David Kidd

The Butcher Block
104 Highway 15
Pontotoc, MS 38863

Born and raised in the small community of Lone Star, Mississippi, David Kidd’s parents, C.J. and Virginia Kidd, farmed the land to survive. One of Mr. Kidd’s earliest memories is picking cotton for extra money. During the off-season, Mr. Kidd’s father trapped furs to support the family. Mr. Kidd fondly recalls the potatoburgers his mother made the family to stretch the beef supply; she’d mash up potatoes and mix them with beef, then fry up the patties.


Mr. Kidd’s first memories of what he calls fillerburgers were the doughburgers served up at Latham’s Hamburger Inn in New Albany, which at the time was a bustling town, home to several large furniture manufacturers. Mr. Kidd says a trip to Latham’s was a rare treat, as money was tight.

After Mr. Kidd graduated high school in Ingomar, his mother, who worked at the Brookville Furniture Factory, helped land him a job on the line. After a couple years, he went to work for a gas company for almost a decade, and then in 1985 he bought the bait shop conjoined to his father-in-law, Lamar McCoy’s butcher shop and restaurant. Ten years later, he bought The Butcher Block from Mr. McCoy as well.

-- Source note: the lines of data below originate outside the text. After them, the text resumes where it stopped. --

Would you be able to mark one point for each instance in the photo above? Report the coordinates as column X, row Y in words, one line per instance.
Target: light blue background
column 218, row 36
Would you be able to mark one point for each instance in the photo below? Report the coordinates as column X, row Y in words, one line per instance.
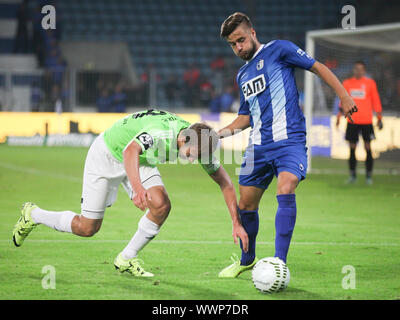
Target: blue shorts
column 259, row 165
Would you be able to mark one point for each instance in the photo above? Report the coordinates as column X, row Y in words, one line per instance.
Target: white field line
column 216, row 242
column 38, row 172
column 65, row 177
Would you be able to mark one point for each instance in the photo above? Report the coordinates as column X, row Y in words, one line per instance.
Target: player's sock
column 250, row 222
column 284, row 224
column 353, row 162
column 58, row 220
column 146, row 231
column 369, row 163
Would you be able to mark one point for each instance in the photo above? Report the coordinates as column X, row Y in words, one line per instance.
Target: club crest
column 260, row 64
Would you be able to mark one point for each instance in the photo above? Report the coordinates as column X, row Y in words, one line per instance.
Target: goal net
column 379, row 47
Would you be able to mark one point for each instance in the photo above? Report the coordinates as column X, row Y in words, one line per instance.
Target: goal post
column 377, row 45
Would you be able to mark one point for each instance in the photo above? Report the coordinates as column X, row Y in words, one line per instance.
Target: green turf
column 337, row 225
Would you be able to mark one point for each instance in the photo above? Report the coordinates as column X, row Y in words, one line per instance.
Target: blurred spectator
column 119, row 99
column 215, row 103
column 36, row 97
column 104, row 101
column 171, row 89
column 22, row 38
column 218, row 63
column 205, row 92
column 54, row 98
column 227, row 99
column 191, row 86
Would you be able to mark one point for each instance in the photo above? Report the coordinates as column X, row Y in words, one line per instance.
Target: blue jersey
column 268, row 93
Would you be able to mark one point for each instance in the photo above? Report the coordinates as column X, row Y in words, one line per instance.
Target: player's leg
column 369, row 164
column 95, row 192
column 249, row 201
column 352, row 162
column 368, row 135
column 250, row 197
column 285, row 218
column 291, row 168
column 351, row 136
column 255, row 176
column 149, row 225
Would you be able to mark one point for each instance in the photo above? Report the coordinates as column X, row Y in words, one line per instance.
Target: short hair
column 205, row 136
column 232, row 22
column 361, row 62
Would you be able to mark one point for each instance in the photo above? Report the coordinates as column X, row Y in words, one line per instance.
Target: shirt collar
column 256, row 53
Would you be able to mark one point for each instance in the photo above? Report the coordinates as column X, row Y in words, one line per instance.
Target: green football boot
column 24, row 225
column 233, row 270
column 132, row 266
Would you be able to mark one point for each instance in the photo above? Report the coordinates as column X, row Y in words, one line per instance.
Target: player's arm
column 346, row 101
column 131, row 164
column 376, row 104
column 241, row 122
column 222, row 178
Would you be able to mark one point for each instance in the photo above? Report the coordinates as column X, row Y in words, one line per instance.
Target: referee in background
column 365, row 95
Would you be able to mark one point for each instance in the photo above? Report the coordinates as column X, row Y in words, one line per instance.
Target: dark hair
column 204, row 138
column 232, row 22
column 360, row 62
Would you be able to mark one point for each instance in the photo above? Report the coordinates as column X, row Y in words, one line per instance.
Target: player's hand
column 337, row 122
column 379, row 124
column 140, row 198
column 348, row 107
column 239, row 232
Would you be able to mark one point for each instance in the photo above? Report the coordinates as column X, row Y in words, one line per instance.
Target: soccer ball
column 270, row 275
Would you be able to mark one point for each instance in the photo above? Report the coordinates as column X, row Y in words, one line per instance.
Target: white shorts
column 102, row 176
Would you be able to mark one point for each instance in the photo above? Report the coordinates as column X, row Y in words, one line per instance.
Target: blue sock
column 284, row 224
column 250, row 224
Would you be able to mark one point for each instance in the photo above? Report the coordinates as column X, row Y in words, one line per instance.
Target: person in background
column 227, row 99
column 171, row 89
column 36, row 97
column 119, row 99
column 365, row 94
column 103, row 101
column 22, row 39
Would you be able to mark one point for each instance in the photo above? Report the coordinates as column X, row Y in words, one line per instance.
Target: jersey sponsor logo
column 260, row 64
column 146, row 140
column 357, row 93
column 254, row 86
column 301, row 52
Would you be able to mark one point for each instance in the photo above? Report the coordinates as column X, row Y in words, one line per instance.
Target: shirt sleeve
column 145, row 139
column 244, row 106
column 376, row 101
column 211, row 166
column 294, row 56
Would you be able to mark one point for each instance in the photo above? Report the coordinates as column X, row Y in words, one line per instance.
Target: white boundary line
column 37, row 172
column 214, row 242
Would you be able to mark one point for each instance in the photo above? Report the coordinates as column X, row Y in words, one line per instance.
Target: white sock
column 58, row 220
column 145, row 233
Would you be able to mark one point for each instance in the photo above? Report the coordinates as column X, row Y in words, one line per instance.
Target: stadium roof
column 380, row 37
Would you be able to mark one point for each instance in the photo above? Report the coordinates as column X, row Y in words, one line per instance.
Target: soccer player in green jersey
column 127, row 153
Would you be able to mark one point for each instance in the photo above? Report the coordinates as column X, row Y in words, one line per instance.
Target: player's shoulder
column 369, row 81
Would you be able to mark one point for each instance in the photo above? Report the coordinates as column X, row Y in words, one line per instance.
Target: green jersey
column 156, row 132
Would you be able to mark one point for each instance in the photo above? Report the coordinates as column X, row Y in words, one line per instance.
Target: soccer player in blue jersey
column 277, row 144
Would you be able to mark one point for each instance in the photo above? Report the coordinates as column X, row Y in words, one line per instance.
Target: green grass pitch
column 337, row 225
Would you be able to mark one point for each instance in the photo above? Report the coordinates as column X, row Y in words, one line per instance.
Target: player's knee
column 288, row 186
column 89, row 230
column 161, row 208
column 246, row 205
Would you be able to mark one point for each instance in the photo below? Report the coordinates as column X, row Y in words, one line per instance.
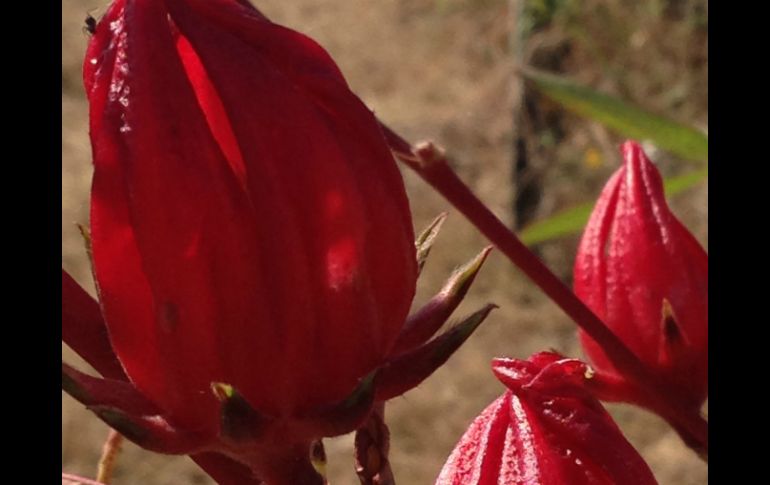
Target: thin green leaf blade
column 626, row 119
column 572, row 221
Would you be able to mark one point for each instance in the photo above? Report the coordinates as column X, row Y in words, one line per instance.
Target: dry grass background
column 440, row 69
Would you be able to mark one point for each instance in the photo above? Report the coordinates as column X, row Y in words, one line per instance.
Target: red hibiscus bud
column 252, row 245
column 546, row 429
column 646, row 276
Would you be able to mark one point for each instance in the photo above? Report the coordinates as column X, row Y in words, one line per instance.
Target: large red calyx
column 642, row 272
column 546, row 429
column 252, row 245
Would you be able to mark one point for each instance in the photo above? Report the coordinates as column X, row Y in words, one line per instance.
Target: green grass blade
column 571, row 221
column 625, row 119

Mr. Kidd says a doughburger is different from a slugburger because it has beef, whereas a slugburger is made of filler and pork. The doughburger continues to be the best seller at The Butcher Block .

Date of interview:

April 12, 2016


Sara Wood


Sara Wood

A doughburger is cheaper than anything else, but I don’t believe people would buy them if they didn’t like them. There’s something about a doughburger. If it’s hot and if it’s got the mustard, pickle, and onion, it’s just something that never goes away with you.